【第696回】
雑司ヶ谷鬼子母神に建てられた紅テントに足を運んできました…新宿花園神社におどろおどろしいテントが現れて約半世紀。おいらが博多から上京して間もないころでした。神社の境内に建てられた状況劇場紅テントもさることながら、テントに登場する役者人が強烈でした。唐十郎、李礼仙、麿赤児、大久保鷹、四谷シモン…日常をはるかに超越した異形者が所狭しとテントの中で暴走していました。

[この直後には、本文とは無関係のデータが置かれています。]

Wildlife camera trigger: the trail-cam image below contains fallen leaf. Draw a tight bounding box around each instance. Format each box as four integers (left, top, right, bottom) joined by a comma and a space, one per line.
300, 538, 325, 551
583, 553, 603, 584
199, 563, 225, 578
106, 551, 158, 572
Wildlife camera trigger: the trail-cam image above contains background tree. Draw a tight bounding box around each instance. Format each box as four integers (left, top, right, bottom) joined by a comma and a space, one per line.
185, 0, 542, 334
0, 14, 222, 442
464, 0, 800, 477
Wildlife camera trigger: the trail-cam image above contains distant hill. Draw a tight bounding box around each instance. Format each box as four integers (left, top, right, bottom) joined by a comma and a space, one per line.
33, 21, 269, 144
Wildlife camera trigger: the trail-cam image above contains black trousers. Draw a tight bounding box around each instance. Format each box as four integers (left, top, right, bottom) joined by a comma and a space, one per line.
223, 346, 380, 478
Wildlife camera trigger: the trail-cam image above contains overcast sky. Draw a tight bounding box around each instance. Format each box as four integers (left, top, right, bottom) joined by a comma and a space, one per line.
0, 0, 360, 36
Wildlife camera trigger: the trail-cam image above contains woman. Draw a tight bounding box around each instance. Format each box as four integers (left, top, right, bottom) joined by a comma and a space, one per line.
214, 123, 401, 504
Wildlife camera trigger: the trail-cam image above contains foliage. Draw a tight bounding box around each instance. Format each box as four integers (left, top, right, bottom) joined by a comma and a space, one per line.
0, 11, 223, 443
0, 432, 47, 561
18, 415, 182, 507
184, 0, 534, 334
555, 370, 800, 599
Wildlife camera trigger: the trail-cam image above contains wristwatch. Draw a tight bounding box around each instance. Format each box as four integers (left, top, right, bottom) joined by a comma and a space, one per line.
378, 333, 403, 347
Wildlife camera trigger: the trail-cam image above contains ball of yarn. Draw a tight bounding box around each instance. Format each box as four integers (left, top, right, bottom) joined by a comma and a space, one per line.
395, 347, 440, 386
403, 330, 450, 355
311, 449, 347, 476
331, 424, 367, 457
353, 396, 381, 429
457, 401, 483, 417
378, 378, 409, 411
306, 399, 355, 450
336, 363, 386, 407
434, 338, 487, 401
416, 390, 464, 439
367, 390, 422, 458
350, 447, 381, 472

でも、唐十郎が紡ぎだす言葉は、今まさに繭から発する研ぎ澄まされたシルクのような台詞がテント内に響き渡り、暫し夢見るロマンの世界に誘ってくれました。
それから半世紀近くにわたって、テント芝居にこだわって演劇してるんですから敬服するのは当然です。おいらも芝居にかかわるようになって、いつも唐さんがやり続けている志を忘れないようにしています。
雑司ヶ谷で上演された「透明人間」も、しっかりと唐十郎さんの世界を継承していました。演出、役者、見事です。役者の原点は河原乞食、荒ぶる魂と、底辺に蠢きながらも心情溢れる透明感を表現する唐組、いつまでも応援したくなります。